(a)     A random variable, X , has probability density function defined by

\[f(x) = \left\{ {\begin{array}{*{20}{l}}
  {100,}&{{\text{for }} - 0.005 \leqslant x < 0.005} \\
  {0,}&{{\text{otherwise}}{\text{.}}}
\end{array}} \right.\]

Determine E(X) and Var(X) .

(b)     When a real number is rounded to two decimal places, an error is made.

Show that this error can be modelled by the random variable X .

(c)     A list contains 20 real numbers, each of which has been given to two decimal places.

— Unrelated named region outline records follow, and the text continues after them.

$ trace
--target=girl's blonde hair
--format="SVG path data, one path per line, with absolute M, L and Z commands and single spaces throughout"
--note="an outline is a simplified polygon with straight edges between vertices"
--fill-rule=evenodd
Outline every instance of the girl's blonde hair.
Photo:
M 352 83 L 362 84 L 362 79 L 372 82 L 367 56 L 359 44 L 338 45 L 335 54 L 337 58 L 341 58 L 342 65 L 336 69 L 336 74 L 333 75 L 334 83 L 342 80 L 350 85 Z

The numbers are then added together.

(i)     Write down bounds for the resulting error in this sum.

(ii)     Using the central limit theorem, estimate to two decimal places the probability that the absolute value of the error exceeds 0.01.

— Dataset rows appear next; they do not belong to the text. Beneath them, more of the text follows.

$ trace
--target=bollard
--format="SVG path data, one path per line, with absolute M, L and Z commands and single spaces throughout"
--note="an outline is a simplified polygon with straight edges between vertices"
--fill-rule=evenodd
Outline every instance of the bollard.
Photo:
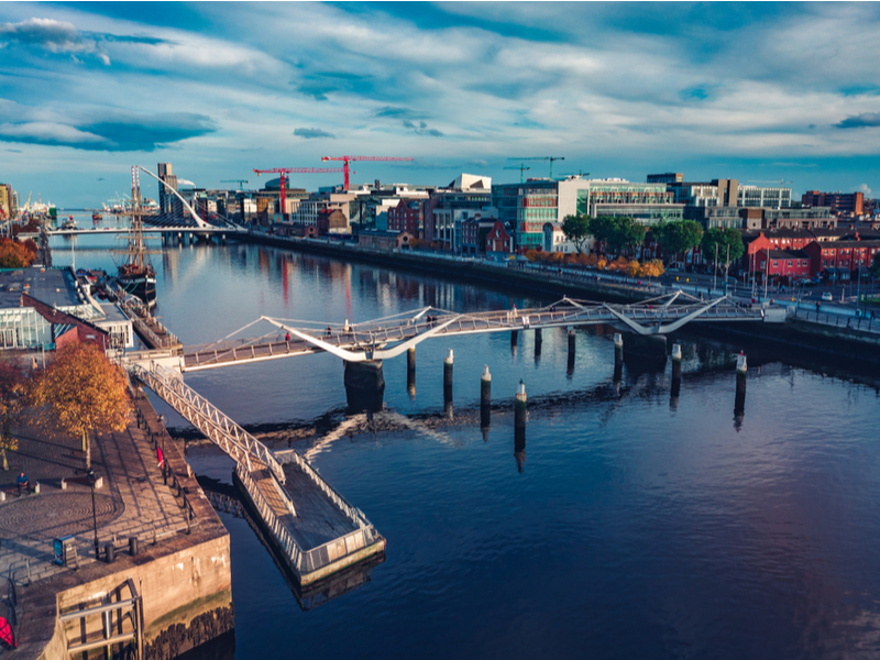
M 416 346 L 410 346 L 406 351 L 406 376 L 409 380 L 409 375 L 413 374 L 413 377 L 416 377 Z
M 526 463 L 526 384 L 520 380 L 514 402 L 514 459 L 520 473 Z
M 740 351 L 736 359 L 736 399 L 734 415 L 741 416 L 746 410 L 746 354 Z
M 452 349 L 443 360 L 443 400 L 452 400 Z
M 672 344 L 672 387 L 670 396 L 678 403 L 681 392 L 681 345 Z
M 526 384 L 520 378 L 519 386 L 516 389 L 516 397 L 514 403 L 514 427 L 517 429 L 526 428 Z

(iii)     State clearly any assumptions you have made in your calculation.

(a)     f(x)is even (symmetrical about the origin)     (M1)

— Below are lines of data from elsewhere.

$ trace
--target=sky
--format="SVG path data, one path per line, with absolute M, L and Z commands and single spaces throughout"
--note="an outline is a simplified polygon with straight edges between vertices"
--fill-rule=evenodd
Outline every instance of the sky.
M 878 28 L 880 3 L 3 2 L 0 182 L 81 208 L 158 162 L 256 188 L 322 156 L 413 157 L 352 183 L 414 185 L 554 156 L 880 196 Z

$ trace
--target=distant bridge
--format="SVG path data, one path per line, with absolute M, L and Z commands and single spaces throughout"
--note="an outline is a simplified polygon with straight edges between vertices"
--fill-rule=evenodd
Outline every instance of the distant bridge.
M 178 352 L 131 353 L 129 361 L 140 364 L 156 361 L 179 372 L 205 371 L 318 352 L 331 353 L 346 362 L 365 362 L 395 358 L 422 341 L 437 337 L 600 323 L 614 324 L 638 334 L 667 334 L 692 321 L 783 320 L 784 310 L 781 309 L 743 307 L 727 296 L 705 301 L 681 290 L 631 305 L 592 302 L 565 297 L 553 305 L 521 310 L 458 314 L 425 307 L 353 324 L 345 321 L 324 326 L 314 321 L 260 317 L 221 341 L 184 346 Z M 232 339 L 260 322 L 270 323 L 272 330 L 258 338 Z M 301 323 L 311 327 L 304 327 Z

\({\text{E}}(X) = 0\)     A1

\({\text{Var}}(X) = {\text{E}}({X^2}) = \int_{ - 0.005}^{0.005} {100{x^2}{\text{d}}x} \)     (M1)(A1)

\( = 8.33 \times {10^{ - 6}}\left( {{\text{accept }}0.83 \times {{10}^{ - 5}}{\text{ or }}\frac{1}{{120\,000}}} \right)\)     A1

[5 marks]

(b)     rounding errors to 2 decimal places are uniformly distributed     R1

and lie within the interval \( - 0.005 \leqslant x < 0.005.\)     R1

this defines X     AG

[2 marks]

(c)     (i)     using the symbol y to denote the error in the sum of 20 real numbers each rounded to 2 decimal places

\( - 0.1 \leqslant y( = 20 \times x) < 0.1\)     A1

(ii)     \(Y \approx {\text{N}}(20 \times 0,{\text{ }}20 \times 8.3 \times {10^{ - 6}}) = {\text{N}}(0,{\text{ }}0.00016)\)     (M1)(A1)

\({\text{P}}\left( {\left| Y \right| > 0.01} \right) = 2\left( {1 - {\text{P}}(Y < 0.01)} \right)\)     (M1)(A1)

\( = 2\left( {1 - {\text{P}}\left( {Z < \frac{{0.01}}{{0.0129}}} \right)} \right)\)

\( = 0.44\) to 2 decimal places     A1     N4

(iii)     it is assumed that the errors in rounding the 20 numbers are independent     R1

and, by the central limit theorem, the sum of the errors can be modelled approximately by a normal distribution     R1

[8 marks]

Total [15 marks]

This was the only question on the paper with a conceptually ‘hard’ final part. Part(a) was generally well done, either by integration or by use of the standard formulae for a uniform distribution. Many candidates were not able to provide convincing reasoning in parts (b) and (c)(iii). Part(c)(ii), the application of the Central Limit Theorem was only very rarely tackled competently.